Zhang X, Zuo Q, Tang H, Xue G, Yang P, Zhao R, Li Q, Fang Y, Xu Y, Hong B, Huang Q, Liu J.
J Neurointerv Surg. 2019 May;11(5):489-496.

Abstract
くも膜下出血に対するコイリング手術でステント併用(S)と非併用(N)の成績を論文のメタ解析で比較した。8つの報告(1408例)を解析。直後閉塞率はN64 vs 54%)が良かったが、フォロー時の閉塞率(73vs64%)と再治療率(5vs17%)Sが良かった。周術期合併症はNが少なかったが(20vs13%)、死亡率(6vs6%)や予後良好群(86vs88%)は違いがなかった。

Figureの説明>
ステントを使うと1.8倍ほど脳梗塞のリスクがあがる
予後良好群の頻度はステント併用してもしなくても変わらない

Introduction
脳動脈瘤治療(特に未破裂)でステントを併用すると閉塞率がアップし再治療率が低下すると言われているが、使用には抗血小板薬が必須であり、くも膜下出血(破裂瘤)の場合には周術期の再出血が懸念される。一方で抗血小板薬無しでは血栓症のリスクがある。今回メタ解析で過去に報告されている破裂瘤に対するステント併用と非併用の成績を比較した。

Methods
PRISMAに従って文献を検索し2827論文がHitした。その中でステント併用と非併用の比較を行っている論文かつ、動脈解離などの症例を除いた8論文が選択された。論文の質はNewcastle-Ottawa scale9点満点)で評価した。

Results
論文の質はNOS9点とOK。ステント(S499例・非ステント(N)909例が選択された。直後の完全塞栓率はN群が高かった(64%vs54%)が、長期では逆にSが高かった(73vs64%)。その結果再治療もSで低かった(5vs17%)。想定された通りSでは治療合併症率が高かった(20vs13%)が、全体の成績は同じだった(死亡率6%、予後良好群87%)

<川堀の感想>
SAHの急性期コイルにステントを置くとステントに血栓が着くことによる塞栓性合併症や抗血小板薬による出血性合併症が増える(といっても20vs13%なので大して変わらない)が、全体の成績には影響しないほぼ想定される結果であった(そもそも破裂時の脳の損傷がかなり大きいウェイトを占めるため)。

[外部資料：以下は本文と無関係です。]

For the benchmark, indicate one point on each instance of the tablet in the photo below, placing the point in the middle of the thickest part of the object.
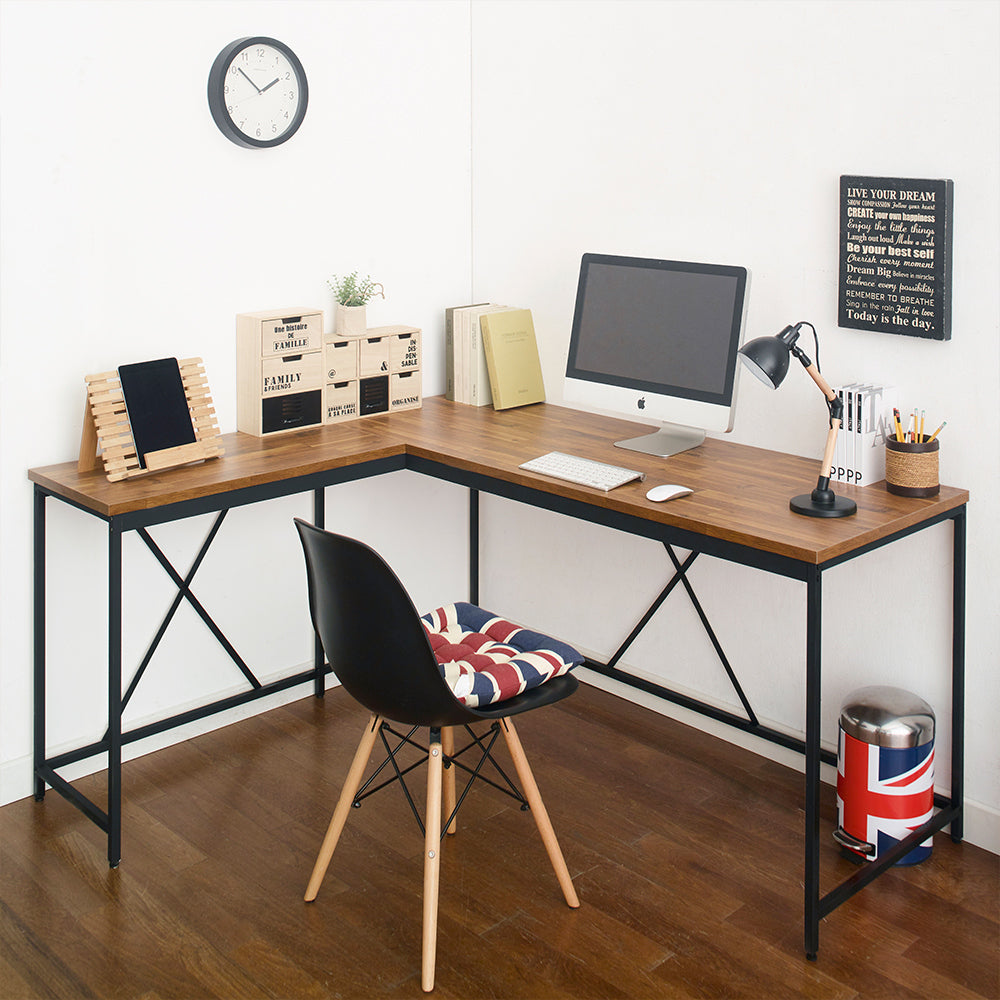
(157, 406)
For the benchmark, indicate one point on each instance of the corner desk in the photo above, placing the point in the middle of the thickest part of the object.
(738, 512)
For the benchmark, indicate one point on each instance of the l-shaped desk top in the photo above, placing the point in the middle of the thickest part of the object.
(738, 511)
(740, 493)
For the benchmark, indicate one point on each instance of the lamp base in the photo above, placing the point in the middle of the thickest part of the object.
(835, 507)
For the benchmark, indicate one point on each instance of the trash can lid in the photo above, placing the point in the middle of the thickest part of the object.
(887, 717)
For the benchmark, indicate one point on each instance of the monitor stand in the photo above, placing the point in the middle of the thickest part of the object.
(668, 440)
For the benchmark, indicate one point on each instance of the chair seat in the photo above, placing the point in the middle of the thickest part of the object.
(486, 659)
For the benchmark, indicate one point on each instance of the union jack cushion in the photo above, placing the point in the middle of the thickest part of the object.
(486, 659)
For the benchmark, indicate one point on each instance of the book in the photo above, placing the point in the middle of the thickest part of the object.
(876, 418)
(480, 393)
(450, 347)
(512, 358)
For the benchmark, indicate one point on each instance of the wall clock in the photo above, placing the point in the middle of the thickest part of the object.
(257, 92)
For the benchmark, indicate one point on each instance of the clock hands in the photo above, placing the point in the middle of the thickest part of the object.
(252, 84)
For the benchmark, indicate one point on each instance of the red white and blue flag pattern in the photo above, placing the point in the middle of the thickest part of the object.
(486, 659)
(884, 794)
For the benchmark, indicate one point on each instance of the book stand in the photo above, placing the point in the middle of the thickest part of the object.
(106, 427)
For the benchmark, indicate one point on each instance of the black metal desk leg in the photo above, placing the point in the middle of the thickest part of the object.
(814, 630)
(114, 694)
(38, 584)
(958, 678)
(473, 546)
(319, 659)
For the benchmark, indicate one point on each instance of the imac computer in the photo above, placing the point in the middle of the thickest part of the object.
(658, 339)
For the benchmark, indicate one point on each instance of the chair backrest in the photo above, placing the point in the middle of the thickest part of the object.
(371, 632)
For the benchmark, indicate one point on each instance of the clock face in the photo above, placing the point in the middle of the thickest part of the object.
(257, 92)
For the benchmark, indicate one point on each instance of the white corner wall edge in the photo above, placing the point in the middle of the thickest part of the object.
(982, 822)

良いとこ取りの治療法として超急性期はコイルで再破裂を抑制し、落ち着いたところでステントを併用するStepwiseの治療法がベストな気がする。ただ今回の論文はバイアス(ステントを置く群は動脈瘤の形が悪いなど)が考慮されていないので鵜呑みには出来ない。

Discussionに面白い日本からの論文がRefされていて、それによるとSAHの患者で事前に抗血小板薬を使用していたかどうかと予後に関しての報告で、60歳以下は予後を良くするが、70歳以上は悪くするというデータもあった。出血性合併症による回復の程度が関係しているのだろうか。